IMPACT OF SEGMENTATION PARAMETERS ON THE CLASSIFICATION OF VHR IMAGES ACQUIRED BY RPAS
- 1Institute for Advanced Studies - IEAv, São José dos Campos-SP, Brazil
- 2Aeronautics Institute of Technology - ITA, São José dos Campos-SP, Brazil
- 3National Institute for Space Research - INPE, São José dos Campos-SP, Brazil
- 4Federal Institute of Education, Science and Technology of South of Minas Gerais - IFSULDEMINAS, Inconfidentes-MG, Brazil
Keywords: Image Classification, Segmentation Parameters, RPA, Very High Resolution Images
Abstract. RPAs (Remotely Piloted Aircrafts) have been used in many Remote Sensing applications, featuring high-quality imaging sensors. In some situations, the images are interpreted in an automated fashion using object-oriented classification. In this case, the first step is segmentation.

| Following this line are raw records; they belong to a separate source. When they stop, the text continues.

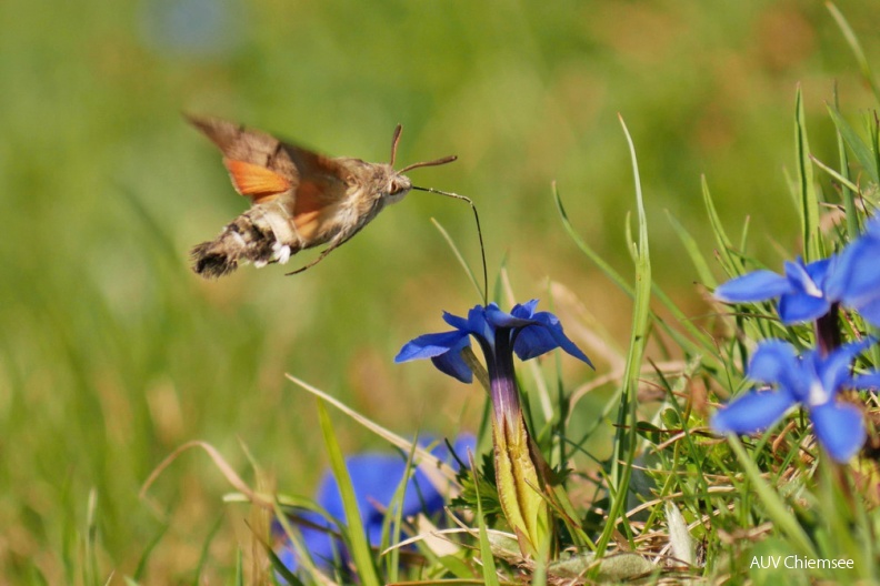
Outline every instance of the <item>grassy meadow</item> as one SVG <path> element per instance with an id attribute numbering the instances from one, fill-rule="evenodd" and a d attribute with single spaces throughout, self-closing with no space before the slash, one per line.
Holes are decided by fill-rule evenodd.
<path id="1" fill-rule="evenodd" d="M 838 7 L 880 67 L 880 7 Z M 246 200 L 182 112 L 372 162 L 388 161 L 401 123 L 399 165 L 457 154 L 410 178 L 474 201 L 491 282 L 503 264 L 517 300 L 552 306 L 552 291 L 583 323 L 567 331 L 597 373 L 563 361 L 577 387 L 607 370 L 602 348 L 626 347 L 631 301 L 564 233 L 551 184 L 631 275 L 618 113 L 653 279 L 699 316 L 704 290 L 667 213 L 711 259 L 704 174 L 731 233 L 750 216 L 750 252 L 778 269 L 799 242 L 796 89 L 824 161 L 838 160 L 834 88 L 853 120 L 877 107 L 824 4 L 803 0 L 6 0 L 0 22 L 3 584 L 231 583 L 253 546 L 250 511 L 222 502 L 231 487 L 209 457 L 186 453 L 139 492 L 202 440 L 246 479 L 252 457 L 267 489 L 310 494 L 323 440 L 314 401 L 284 373 L 401 435 L 480 423 L 476 385 L 392 362 L 443 310 L 479 302 L 431 223 L 477 267 L 470 210 L 412 192 L 304 274 L 204 281 L 190 247 Z M 579 410 L 592 422 L 589 401 Z M 587 425 L 579 413 L 572 425 Z M 333 417 L 343 451 L 383 446 Z"/>

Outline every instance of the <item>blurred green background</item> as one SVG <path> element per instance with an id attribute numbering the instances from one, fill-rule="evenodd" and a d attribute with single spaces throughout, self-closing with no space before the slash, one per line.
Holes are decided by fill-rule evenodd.
<path id="1" fill-rule="evenodd" d="M 873 2 L 840 9 L 869 59 Z M 623 226 L 639 153 L 654 275 L 692 314 L 696 273 L 663 210 L 707 247 L 706 173 L 728 228 L 752 218 L 779 262 L 797 216 L 793 97 L 811 146 L 836 161 L 824 110 L 871 104 L 821 2 L 422 0 L 4 0 L 0 3 L 0 577 L 81 579 L 94 489 L 98 579 L 229 576 L 248 511 L 203 454 L 138 491 L 180 444 L 204 440 L 248 479 L 243 443 L 279 491 L 310 493 L 323 465 L 313 402 L 290 372 L 402 433 L 454 435 L 482 395 L 429 363 L 394 366 L 442 310 L 478 302 L 437 218 L 472 263 L 471 212 L 412 193 L 308 273 L 243 267 L 207 282 L 189 249 L 244 209 L 219 153 L 181 112 L 276 132 L 332 155 L 399 164 L 467 194 L 490 274 L 504 256 L 519 300 L 570 289 L 610 332 L 629 304 L 562 233 L 557 181 L 584 239 L 631 274 Z M 873 60 L 877 62 L 877 59 Z M 294 259 L 291 266 L 302 262 Z M 578 340 L 583 344 L 583 340 Z M 589 346 L 588 346 L 589 347 Z M 563 361 L 564 362 L 564 361 Z M 599 371 L 602 371 L 599 361 Z M 591 374 L 570 367 L 573 386 Z M 349 451 L 381 445 L 338 417 Z M 218 526 L 211 538 L 211 532 Z M 158 539 L 158 542 L 157 542 Z"/>

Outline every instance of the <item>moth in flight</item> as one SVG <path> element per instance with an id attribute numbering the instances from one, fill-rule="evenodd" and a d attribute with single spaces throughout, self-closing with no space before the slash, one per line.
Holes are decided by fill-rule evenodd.
<path id="1" fill-rule="evenodd" d="M 224 120 L 188 118 L 220 148 L 232 185 L 251 201 L 219 236 L 192 249 L 192 269 L 204 277 L 229 274 L 241 262 L 283 264 L 301 250 L 327 244 L 318 257 L 288 274 L 302 272 L 348 242 L 386 205 L 422 189 L 403 173 L 456 160 L 446 156 L 394 171 L 400 125 L 386 164 L 324 156 Z"/>

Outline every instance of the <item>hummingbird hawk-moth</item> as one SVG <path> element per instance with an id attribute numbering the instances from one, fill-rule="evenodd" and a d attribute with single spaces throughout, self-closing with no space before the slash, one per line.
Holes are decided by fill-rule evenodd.
<path id="1" fill-rule="evenodd" d="M 403 173 L 456 160 L 446 156 L 394 171 L 400 125 L 391 162 L 384 164 L 324 156 L 224 120 L 188 118 L 220 148 L 232 185 L 251 201 L 217 239 L 192 249 L 192 269 L 204 277 L 231 273 L 243 262 L 284 264 L 301 250 L 327 244 L 317 259 L 288 274 L 302 272 L 348 242 L 386 205 L 420 189 Z"/>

However, the setting of segmentation parameters such as scale, shape, and compactness may yield too many different segmentations, thus it is necessary to understand the influence of those parameters on the final output. This paper compares 24 segmentation parameter sets by taking into account classification scores. The results indicate that the segmentation parameters exert influence on both classification accuracy and processing time.